In our team at Inria, we are working on music unmixing. This means getting back the individual instruments from any stereo recording, like the vocals, the drums, the bass, etc. Music unmixing has many applications, especially for the music lovers that want to make covers of their favorite tracks!

We've been working on it for quite a while now, and thanks to deep learning, great progress has been made in music unmixing and Pytorch is the framework we use daily for our research because it allows great flexibility, is powerful and is just a pleasure to work with.

Recently, we published an MIT-license project called open-unmix that is fully written in torch and that brings state-of-the-art separation to our fellow researchers as well as to the (geeky for now) users.

We are very happy with this recent release, but it had several drawbacks, that can be summarized as some signal processing parts were written in numpy, because torch does not (yet?) support complex algebra natively.
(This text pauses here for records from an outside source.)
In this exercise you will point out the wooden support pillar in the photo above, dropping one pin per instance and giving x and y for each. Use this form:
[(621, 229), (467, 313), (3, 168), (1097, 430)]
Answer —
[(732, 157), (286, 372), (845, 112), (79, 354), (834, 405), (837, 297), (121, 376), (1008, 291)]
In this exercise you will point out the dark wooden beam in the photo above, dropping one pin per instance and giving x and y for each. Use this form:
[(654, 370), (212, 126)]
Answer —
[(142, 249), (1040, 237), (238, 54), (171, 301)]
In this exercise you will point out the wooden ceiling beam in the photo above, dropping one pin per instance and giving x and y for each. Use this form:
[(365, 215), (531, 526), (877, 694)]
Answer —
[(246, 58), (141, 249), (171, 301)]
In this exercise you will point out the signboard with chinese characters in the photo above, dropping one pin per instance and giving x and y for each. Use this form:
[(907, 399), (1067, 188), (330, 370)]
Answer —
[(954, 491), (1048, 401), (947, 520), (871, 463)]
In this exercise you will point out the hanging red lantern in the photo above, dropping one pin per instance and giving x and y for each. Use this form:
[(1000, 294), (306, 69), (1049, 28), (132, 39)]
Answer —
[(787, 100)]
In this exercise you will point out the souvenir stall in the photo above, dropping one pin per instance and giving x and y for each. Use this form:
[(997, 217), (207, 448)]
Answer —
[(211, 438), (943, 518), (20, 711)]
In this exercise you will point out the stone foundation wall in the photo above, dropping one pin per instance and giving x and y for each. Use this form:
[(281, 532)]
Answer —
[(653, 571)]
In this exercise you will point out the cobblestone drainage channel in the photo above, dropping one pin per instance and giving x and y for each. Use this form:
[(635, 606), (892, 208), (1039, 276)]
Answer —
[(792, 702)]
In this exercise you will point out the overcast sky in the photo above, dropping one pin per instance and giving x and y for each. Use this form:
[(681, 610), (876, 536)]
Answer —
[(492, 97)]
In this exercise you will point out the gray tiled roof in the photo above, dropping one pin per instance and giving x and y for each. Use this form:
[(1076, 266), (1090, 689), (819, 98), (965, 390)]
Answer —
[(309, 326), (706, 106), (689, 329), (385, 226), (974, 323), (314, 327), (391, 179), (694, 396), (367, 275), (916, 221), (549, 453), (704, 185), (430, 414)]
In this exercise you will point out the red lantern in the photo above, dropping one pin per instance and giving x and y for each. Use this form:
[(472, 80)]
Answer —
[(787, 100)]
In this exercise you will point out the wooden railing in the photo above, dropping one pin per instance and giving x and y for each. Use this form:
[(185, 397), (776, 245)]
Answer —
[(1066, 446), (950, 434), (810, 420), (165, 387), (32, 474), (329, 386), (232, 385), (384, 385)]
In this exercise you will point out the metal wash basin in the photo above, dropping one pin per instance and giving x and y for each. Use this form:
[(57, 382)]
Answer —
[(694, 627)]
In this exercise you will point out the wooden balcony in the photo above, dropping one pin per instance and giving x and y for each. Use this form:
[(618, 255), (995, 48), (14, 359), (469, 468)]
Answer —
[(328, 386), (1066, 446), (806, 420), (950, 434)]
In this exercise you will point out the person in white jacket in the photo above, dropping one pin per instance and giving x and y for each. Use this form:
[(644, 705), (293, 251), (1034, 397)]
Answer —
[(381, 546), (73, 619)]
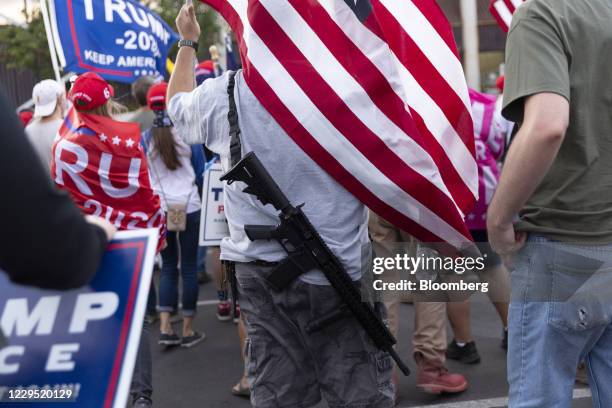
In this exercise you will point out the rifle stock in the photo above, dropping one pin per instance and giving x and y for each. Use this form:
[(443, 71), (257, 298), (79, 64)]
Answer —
[(307, 251)]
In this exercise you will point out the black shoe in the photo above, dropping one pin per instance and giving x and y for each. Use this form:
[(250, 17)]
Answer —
[(466, 354), (142, 402), (195, 338), (169, 339)]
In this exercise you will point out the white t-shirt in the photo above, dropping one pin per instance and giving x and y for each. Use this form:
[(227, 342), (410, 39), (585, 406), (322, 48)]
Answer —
[(174, 187), (42, 135), (338, 216)]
However, we had the pleasure to see that the pytorch dev team takes audio very seriously and the whole torchaudio library now brings audio to pytorch users. Also, the amazing torch.hub makes it possible to load our models in one line of code. However, the process was still cumbersome, because not the whole pipeline was in pytorch, due to the numpy parts.

What it does

For the hackathon, we implemented in Pytorch the whole signal processing pipeline doing the delicate filtering of audio to get the actual separated waveforms. To do this, we exploited recently proposed features from torchaudio to go back to the separated signals directly and implemented the rest ourselves.

As a result, we are happy to release a new torch.Module called the Separator, that:

  • encapsulates everything needed to separate audio signals
  • is differentiable, so that we can do training directly in the time domain! We believe this opens up very nice research directions.

How we built it

Open-unmix has been a very hard work to release, notably because we had to do some research on how to fight overfit and tune our models. Still, we were lucky we chose Pytorch for this because it significantly accelerated the whole process.
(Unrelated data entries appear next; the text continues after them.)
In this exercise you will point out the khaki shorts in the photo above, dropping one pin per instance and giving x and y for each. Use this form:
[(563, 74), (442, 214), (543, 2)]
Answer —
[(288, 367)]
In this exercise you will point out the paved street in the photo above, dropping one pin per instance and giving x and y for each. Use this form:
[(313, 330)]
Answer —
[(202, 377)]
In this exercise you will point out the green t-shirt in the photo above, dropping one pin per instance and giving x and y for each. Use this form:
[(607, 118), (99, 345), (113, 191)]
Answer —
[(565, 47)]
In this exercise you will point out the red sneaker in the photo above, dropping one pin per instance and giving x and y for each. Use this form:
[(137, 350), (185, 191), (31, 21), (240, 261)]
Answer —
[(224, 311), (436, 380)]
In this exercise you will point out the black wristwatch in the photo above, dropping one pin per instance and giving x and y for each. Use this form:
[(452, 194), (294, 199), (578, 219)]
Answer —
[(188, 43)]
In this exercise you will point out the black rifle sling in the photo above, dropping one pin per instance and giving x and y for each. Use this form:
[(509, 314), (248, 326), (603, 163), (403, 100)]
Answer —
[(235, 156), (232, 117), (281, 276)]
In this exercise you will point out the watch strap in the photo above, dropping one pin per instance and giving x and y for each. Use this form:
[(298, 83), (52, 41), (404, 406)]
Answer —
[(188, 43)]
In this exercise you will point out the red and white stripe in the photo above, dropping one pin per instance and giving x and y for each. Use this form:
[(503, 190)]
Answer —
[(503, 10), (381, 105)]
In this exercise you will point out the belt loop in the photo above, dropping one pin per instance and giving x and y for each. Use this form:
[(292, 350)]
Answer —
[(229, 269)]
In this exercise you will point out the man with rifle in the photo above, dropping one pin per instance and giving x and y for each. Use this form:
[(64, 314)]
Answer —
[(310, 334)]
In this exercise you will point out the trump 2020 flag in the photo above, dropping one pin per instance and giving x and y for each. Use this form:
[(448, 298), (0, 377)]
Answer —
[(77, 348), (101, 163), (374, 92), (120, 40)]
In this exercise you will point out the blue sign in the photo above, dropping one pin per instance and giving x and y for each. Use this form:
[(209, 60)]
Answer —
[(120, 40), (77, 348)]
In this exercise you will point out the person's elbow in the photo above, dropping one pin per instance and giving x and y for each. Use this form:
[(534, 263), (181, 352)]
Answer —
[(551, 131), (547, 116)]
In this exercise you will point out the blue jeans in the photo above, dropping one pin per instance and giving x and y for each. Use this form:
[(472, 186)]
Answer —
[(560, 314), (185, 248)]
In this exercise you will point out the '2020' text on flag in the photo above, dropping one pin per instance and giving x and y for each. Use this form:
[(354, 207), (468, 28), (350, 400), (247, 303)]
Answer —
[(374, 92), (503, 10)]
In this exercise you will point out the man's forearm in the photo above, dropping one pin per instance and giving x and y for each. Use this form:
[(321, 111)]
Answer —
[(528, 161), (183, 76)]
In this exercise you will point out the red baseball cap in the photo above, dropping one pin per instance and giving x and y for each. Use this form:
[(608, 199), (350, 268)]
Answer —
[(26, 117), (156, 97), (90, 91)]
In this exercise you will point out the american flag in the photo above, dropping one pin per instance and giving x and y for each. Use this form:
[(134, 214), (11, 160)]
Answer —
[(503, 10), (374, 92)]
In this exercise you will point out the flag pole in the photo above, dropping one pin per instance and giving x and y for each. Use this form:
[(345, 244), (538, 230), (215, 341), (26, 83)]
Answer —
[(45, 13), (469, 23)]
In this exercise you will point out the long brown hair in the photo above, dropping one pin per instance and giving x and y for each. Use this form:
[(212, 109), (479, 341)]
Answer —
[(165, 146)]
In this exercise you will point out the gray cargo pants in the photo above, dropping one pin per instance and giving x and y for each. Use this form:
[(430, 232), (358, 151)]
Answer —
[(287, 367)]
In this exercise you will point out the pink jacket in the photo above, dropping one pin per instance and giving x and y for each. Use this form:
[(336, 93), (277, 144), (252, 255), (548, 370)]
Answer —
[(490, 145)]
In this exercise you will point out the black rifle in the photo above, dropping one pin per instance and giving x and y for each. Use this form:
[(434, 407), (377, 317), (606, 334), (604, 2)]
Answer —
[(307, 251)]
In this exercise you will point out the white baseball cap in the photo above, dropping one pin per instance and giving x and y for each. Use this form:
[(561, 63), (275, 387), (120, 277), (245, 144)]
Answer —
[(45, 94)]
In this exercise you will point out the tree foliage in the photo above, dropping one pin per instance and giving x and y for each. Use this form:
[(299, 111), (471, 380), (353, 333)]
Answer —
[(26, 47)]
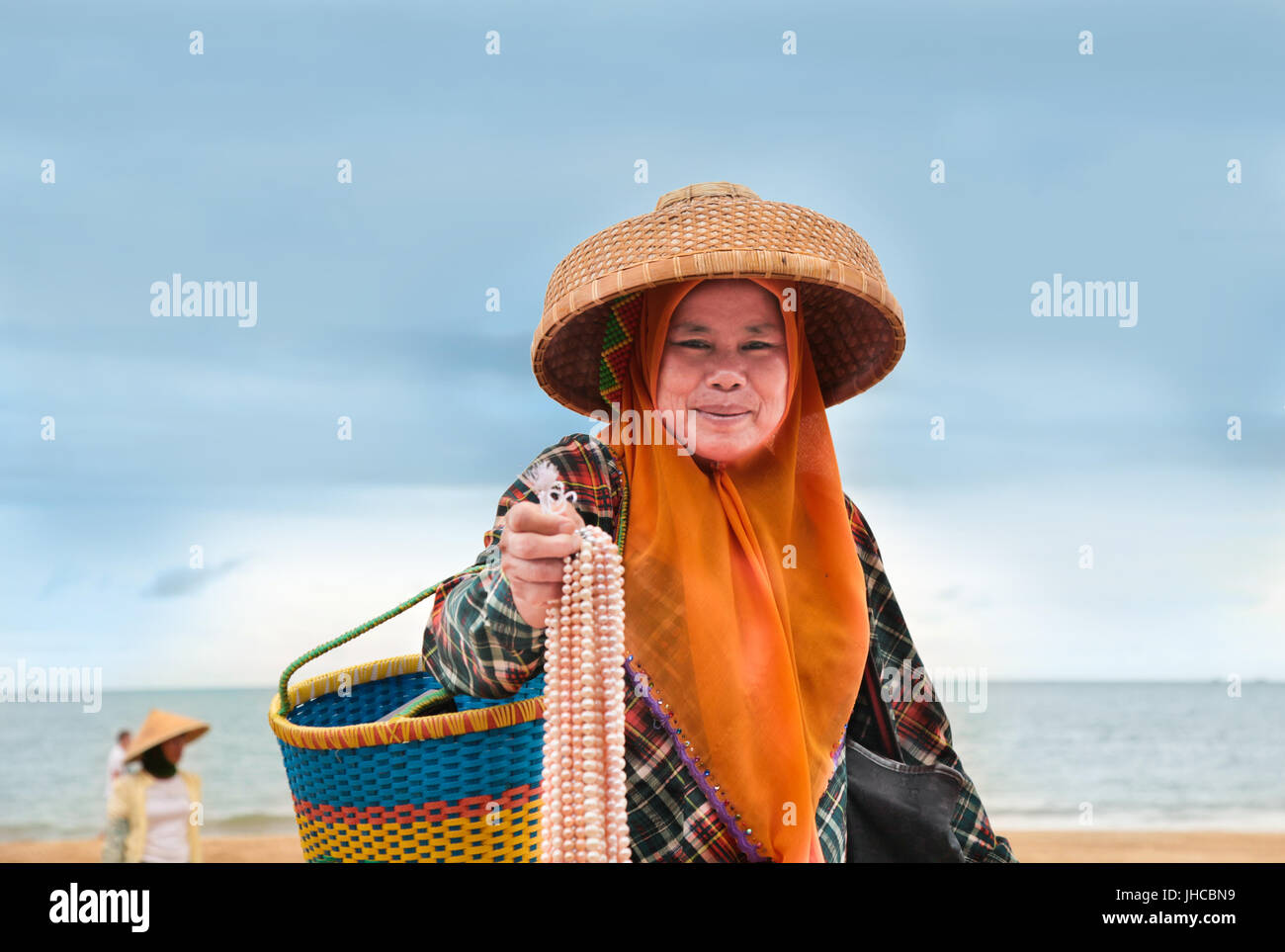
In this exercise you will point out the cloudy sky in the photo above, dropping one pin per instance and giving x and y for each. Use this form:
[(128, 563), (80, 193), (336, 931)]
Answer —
[(474, 171)]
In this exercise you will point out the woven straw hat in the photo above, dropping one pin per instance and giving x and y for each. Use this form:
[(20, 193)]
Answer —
[(161, 726), (716, 230)]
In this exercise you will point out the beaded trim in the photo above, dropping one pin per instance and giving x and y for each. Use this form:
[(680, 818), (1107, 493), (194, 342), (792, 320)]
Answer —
[(712, 792)]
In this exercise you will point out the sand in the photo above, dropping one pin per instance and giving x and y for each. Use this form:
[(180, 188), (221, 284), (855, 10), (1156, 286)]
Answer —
[(1028, 845)]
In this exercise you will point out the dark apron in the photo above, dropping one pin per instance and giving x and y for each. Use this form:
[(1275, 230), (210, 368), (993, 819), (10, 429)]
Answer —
[(899, 812)]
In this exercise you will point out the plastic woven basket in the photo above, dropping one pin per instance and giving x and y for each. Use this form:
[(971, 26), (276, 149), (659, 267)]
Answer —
[(461, 787)]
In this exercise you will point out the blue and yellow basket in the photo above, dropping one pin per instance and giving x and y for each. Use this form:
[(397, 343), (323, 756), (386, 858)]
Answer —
[(461, 787)]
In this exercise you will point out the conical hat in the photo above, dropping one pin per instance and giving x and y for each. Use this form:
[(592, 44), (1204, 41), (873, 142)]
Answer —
[(161, 726), (853, 322)]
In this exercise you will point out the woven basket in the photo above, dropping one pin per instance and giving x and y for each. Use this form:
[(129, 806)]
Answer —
[(461, 787)]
Now, the torchfilters branch of Open-unmix, which is the object of this submission to the hackathon, exploits many remarkable features of Pytorch:

  • torchaudio very effective dataloaders, inverse STFT and resampler.
  • The flawless implementations of the classical BLSTM recurrent layers.
  • Many off-the-shelf optimization algorithms and training tricks, as well as the straightforward way you implement training loops which you can debug.
  • torch.hub is an extraordinary attempt at promoting reproducible research. Since it was pretty easy to setup, we added a hub support to our new Separator module.

Challenges we ran into

The hardest part of going end-to-end in Pytorch was to implement the complicated stereo Wiener filtering and Expectation-Maximization algorithms that are necessary to obtain state-of-the-art performance. While we made them all available for the users in a dedicated numpy toolbox, implementing the most delicate parts in torch was not easy. This is mainly because these all operations are performed on complex numbers, and torch does not yet support complex algebra natively.
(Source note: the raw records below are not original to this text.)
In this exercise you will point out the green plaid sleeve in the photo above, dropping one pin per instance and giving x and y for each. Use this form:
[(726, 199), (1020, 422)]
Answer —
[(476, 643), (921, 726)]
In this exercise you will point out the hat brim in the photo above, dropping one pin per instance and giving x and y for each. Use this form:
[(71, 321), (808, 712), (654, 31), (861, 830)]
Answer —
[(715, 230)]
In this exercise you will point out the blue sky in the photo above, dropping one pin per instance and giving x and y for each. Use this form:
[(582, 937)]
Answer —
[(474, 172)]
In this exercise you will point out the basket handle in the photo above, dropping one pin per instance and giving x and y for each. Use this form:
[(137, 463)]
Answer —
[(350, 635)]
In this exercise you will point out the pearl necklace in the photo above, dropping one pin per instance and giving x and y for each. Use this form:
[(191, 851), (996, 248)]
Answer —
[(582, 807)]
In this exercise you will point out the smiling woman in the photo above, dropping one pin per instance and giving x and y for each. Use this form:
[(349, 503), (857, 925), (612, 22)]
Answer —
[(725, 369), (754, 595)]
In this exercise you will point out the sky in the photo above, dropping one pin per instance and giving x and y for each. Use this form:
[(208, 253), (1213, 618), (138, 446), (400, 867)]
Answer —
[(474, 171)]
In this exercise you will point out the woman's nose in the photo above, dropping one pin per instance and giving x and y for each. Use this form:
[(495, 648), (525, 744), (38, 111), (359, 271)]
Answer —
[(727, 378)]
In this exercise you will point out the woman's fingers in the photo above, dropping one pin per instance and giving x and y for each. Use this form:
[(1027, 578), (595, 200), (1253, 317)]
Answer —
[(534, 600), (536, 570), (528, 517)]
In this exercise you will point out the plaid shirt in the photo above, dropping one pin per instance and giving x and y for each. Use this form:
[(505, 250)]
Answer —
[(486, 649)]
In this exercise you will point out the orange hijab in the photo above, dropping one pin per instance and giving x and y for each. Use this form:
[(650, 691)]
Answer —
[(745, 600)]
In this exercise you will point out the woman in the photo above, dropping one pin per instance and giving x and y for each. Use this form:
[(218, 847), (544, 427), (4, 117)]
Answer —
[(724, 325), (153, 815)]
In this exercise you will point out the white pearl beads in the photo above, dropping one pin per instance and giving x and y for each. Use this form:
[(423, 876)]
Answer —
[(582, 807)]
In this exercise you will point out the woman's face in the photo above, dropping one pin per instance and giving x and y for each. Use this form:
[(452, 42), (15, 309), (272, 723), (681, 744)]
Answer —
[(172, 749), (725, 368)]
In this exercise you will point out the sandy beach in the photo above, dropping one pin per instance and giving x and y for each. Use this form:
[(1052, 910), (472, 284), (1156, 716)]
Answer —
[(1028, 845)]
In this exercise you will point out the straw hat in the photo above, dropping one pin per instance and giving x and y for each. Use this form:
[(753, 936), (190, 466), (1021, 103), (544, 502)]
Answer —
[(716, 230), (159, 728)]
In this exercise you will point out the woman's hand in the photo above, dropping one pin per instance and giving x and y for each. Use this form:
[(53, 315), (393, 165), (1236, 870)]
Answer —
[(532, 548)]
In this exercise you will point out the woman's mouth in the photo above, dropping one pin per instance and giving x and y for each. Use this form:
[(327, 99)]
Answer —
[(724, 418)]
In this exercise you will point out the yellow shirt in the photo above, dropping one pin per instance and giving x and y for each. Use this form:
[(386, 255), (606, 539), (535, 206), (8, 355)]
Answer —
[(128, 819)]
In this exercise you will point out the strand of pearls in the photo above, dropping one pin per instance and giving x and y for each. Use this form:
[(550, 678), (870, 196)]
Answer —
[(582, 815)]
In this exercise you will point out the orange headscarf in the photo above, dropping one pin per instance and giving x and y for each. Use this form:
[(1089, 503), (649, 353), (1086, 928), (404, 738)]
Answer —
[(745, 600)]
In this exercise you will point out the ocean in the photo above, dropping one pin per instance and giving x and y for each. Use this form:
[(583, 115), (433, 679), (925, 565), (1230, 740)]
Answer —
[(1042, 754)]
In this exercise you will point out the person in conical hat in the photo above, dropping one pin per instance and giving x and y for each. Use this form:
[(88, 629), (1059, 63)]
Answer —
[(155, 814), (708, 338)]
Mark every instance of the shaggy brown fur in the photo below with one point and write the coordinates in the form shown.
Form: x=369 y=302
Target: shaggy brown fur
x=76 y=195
However, thanks to the way you build a Pytorch application, we could debug every part of it and optimize the code to finally even get smaller memory usage and faster computations than with the numpy version.

Accomplishments that we're proud of

We believe that the coolest part of our submission is that everything about the system is full-torch, which means we can benefit for the great production features that the Pytorch dev team has already created (notably torch.hub) but also any other one that may come in the future.

What we learned

Pytorch is a community-based thing, and we are glad that the audio people got into it by creating the features of torchaudio.

The take-home message for us is that taking action in this and contributing through our somehow narrow expertise on audio processing can have an impact in the larger plan of a big-sized project like Pytorch, and we are happy about it.

What's next for Open-Unmix

We hope that the end-to-end separation system we come up with through this submission will:

  • raise some interest for this fascinating topic of source separation and what we believe are its extraordinary applications in terms of artistic creativity.
  • raise new interesting research questions. In particular, having a module that's an end-to-end differentiable separator makes it possible to directly train models in the time domain. Then, if the objective is to plug some other process down the line of the Separator (such as lyrics recognition or polyphonic transcription networks), an end-to-end training may be imagined where separation is also trained on the way.